Summer is usually a time for students to relax, but for rising third-year student pharmacist Sydney Harrison, it's an chance to learn more. Last summer, she was part of the ORISE Research Participation Program at the U.S. Food and Drug Administration. This year, Sydney is at the Centers for Disease Control and Prevention after she was selected for the James A. Ferguson Emerging Infectious Diseases Research Initiatives for Student Enhancement (RISE) Fellowship Program. Learn more about stellar student Sydney Harrison!
My mother is a microbiologist, and growing up I was always waiting for the next time she’d take me to the hospital’s lab with her. I knew from an early age I wanted to do something in the medical field. I eventually stumbled into pharmacy when I was selected to shadow a pharmacist in my hometown during middle school. Throughout the past few years, I have grown to love pharmacy through both my coursework and my research. I appreciate the diversity in opportunities available to pharmacists and the potential we have to impact public health as a whole.
Why Ole Miss?
When I came to tour the campus during my junior year of high school, I was in awe of the beauty of the campus, as most people are. But mostly, it reminded me of home— small, warm and people said “hi” on the sidewalk.
What did you do and learn from your internship at the FDA?
I worked within the Office of Clinical Pharmacology for the Division of Gastrointestinal, Liver, and Inborn Errors of Metabolism studying gastric pH-mediated drug-drug interactions and other related subjects. We frequently hear about the drug development process, and being able to experience the regulatory side of this process was eye-opening. Some of the greatest experiences I had at the FDA involved meeting pharmacists working at the FDA and learning the many different roles we can play within the organization.
What are you excited to experience this summer at the CDC?
I have been interested in the infectious disease field for years, so to be able to work at the primary center for infectious disease research in the U.S. is an honor. As with the FDA, I am again looking forward to meeting with pharmacists at the CDC and learning how our profession contributes to public health at this level.
What do you enjoy about working in a research lab?
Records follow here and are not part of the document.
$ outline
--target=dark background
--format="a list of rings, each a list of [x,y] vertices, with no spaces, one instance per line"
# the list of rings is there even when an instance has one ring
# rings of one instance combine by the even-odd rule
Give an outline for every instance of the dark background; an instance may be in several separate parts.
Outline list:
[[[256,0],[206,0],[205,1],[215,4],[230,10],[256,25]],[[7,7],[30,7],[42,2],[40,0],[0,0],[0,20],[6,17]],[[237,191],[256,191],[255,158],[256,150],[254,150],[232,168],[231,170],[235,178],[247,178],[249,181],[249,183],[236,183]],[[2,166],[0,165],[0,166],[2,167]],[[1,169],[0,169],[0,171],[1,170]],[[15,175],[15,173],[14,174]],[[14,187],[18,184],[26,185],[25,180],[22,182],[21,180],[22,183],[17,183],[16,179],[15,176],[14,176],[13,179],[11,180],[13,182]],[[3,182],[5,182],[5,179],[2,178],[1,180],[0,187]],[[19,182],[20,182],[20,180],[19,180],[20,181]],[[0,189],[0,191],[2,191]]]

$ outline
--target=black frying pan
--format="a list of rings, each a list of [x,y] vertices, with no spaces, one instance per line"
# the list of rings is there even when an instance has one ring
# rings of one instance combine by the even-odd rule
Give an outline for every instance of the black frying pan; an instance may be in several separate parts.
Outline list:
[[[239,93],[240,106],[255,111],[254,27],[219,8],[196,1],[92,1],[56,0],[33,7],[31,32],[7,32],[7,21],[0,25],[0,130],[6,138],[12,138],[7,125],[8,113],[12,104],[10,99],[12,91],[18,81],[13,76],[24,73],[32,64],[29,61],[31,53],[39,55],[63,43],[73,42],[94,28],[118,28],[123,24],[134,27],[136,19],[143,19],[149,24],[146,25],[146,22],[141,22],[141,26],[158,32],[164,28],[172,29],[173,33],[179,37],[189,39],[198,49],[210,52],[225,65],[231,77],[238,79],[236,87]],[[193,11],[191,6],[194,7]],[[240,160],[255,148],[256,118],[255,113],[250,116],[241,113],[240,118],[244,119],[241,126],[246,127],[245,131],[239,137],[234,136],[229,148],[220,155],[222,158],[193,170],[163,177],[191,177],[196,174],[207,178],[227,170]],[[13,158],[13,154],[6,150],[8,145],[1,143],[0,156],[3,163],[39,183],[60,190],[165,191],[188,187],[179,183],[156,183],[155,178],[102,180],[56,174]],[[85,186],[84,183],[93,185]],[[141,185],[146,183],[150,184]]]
I owe my passion for research to Dr. Bonnie Avery who brought me into her lab after my sophomore year of college. I completed my thesis research under Dr. Avery, studying pharmacokinetics and drug metabolism. I have also worked with Dr. Hoang Le for over two years conducting medicinal chemistry research. I am lucky to have worked with two incredibly supportive and forward-thinking mentors. One of my favorite aspects of research is being able to directly apply the science I have learned over the past five years and expand my critical-thinking abilities.
What are your career goals?
At this point in my education, my interests are mainly focused on infectious disease and public health, so I am considering applying for a PGY1 residency followed by either a PGY2 or academic fellowship that will allow me to specialize in infectious disease and further develop my research skills.
What is your favorite class?
My favorite class this past semester was Spanish for Pharmacists with Dr. Noa Valcarcel. Dr. Valcarcel is an outstanding professor, and with Mississippi having a large Spanish-speaking population, it was a wonderful opportunity to expand my knowledge of the language with a medical focus.
What advice do you have for incoming students?
Seek challenges — it's easy to be comfortable, but some of my greatest successes have come from doing something that pushed me a bit out of my comfort zone.
What is on your bucket list?
See Fleetwood Mac live, go to the Kentucky Derby, learn how to play the harmonica.
What are your favorite things to do outside of the classroom?
During the summer, I always try to find new places to hike or kayak. In Oxford, I love to catch Thacker Mountain Radio Show or concerts at The Lyric when I get the chance.